Consequentemente, a recontagem nunca aconteceu. Com frustração e indignação à flor da pele, o movimento indígena denunciou a falta de transparência do processo e se viu diante de um novo dilema político difícil.
Por um lado, o movimento não poderia apoiar um candidato como Lasso no segundo turno, por tudo que representa ideológica e simbolicamente, além do fato de Lasso já ter traído um acordo democrático entre os partidos para forçar total transparência no processo eleitoral.
O movimento indígena declarou-se a favor de uma terceira forma de rejeição do ultraje democrático sofrido no primeiro turno: o voto nulo
E, por outro lado, sabiam também que cerca de 20% dos equatorianos que votaram em Pérez eram contra o retorno do correísmo e daquela esquerda que supunha violação dos direitos humanos e da natureza, criminalização do protesto social, perseguição de dirigentes de movimentos sociais (como o próprio Yaku Pérez), fragmentação das organizações e o avanço do extrativismo e do autoritarismo.
Diante dessa dicotomia impossível, tanto o partido Pachakutik quanto as organizações indígenas nacionais, regionais e territoriais, juntamente com organizações da sociedade civil, declararam-se a favor de uma terceira forma de rejeição do ultraje democrático sofrido no primeiro turno.
Surgiu então a necessidade de abrir a porta a um terceiro candidato, bastante silencioso, mas não negligenciável: o voto nulo.
Segundo o conselho político da Confederação das Nacionalidades Indígenas do Equador (CONAIE), “O VOTO NULO é a expressão da rebelião e da rejeição diante do saque, da corrupção, do racismo, da rendição. O povo não tem candidatos neste segundo turno, o povo tem em suas mãos A RESISTÊNCIA E O VOTO NULO”. Assim, definiu-se o posicionamento do movimento indígena.
Dessa forma, o voto nulo atingiu seu maior índice em um segundo turno desde a transição democrática no Equador. Mais de 1.755.380 equatorianos votaram nulo, ou 16,3% do eleitorado, superando o número de votos que Arauz recebeu em cinco províncias.

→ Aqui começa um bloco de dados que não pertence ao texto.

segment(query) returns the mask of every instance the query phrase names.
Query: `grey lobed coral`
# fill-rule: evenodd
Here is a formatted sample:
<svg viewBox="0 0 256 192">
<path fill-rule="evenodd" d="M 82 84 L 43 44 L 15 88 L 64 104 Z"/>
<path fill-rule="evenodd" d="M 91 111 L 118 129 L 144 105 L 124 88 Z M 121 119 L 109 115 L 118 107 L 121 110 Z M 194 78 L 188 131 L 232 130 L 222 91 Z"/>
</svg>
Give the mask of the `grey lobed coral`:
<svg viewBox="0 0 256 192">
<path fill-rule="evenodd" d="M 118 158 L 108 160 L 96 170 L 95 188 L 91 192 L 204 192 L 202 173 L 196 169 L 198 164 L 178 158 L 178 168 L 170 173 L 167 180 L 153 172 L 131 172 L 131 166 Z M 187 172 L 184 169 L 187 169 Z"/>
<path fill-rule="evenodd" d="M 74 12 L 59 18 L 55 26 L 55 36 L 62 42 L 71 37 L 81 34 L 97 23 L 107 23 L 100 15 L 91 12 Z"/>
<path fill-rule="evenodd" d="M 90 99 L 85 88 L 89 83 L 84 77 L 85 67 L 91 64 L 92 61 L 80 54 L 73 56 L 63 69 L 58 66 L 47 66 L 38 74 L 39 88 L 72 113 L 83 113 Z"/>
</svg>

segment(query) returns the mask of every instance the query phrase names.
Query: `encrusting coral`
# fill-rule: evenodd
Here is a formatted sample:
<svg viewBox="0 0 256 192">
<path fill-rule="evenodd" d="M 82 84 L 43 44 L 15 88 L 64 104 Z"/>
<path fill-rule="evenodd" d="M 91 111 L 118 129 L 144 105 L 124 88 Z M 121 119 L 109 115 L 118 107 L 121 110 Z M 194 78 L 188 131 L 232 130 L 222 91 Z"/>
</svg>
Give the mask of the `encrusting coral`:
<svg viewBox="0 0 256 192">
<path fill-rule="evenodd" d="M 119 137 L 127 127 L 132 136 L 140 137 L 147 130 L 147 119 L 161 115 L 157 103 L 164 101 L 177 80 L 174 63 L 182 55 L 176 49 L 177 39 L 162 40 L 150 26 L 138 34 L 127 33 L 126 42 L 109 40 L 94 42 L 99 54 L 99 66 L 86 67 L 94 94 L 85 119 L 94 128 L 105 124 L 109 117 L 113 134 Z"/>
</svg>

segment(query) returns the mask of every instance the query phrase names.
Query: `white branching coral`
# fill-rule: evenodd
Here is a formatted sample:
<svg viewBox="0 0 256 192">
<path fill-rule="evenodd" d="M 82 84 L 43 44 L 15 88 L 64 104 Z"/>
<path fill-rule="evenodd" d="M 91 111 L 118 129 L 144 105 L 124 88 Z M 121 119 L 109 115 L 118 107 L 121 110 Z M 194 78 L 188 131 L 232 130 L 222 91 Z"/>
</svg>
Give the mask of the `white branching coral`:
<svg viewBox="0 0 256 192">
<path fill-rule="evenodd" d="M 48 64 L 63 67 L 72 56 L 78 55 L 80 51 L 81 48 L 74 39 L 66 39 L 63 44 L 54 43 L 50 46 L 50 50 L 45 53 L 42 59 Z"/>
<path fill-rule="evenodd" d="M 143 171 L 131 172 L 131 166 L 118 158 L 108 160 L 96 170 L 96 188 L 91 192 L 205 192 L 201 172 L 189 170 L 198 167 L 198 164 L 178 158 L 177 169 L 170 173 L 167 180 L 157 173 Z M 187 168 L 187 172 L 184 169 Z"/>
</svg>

Este número responde ao voto orgânico que o movimento indígena obteve neste segundo turno, indicando um momento de força política para o movimento indígena que evidentemente vai além das comunidades indígenas. Um grande número de equatorianos não indígenas se sente identificado com o movimento, o que é relevante para o seu papel na política nacional de agora em diante.
Aprender dos erros
Lasso venceu com 52,48% dos votos válidos contra 47,52% de Arauz, com uma abstenção de 21%, um valor significativamente alto e que diz algo sobre as eleições.
Em vista desses resultados, o correísmo e parte da esquerda internacional responsabilizaram o movimento indígena pela derrota de Arauz e do projeto "progressista" equatoriano, uma vez que clamou por um "voto nulo ideológico".
Mas é verdade que, com essa decisão, o movimento indígena se jogou nos braços da direita, como é acusado de fazer? Para responder a essas incertezas, é preciso considerar algumas lições e conclusões que esta última eleição no Equador nos deixou.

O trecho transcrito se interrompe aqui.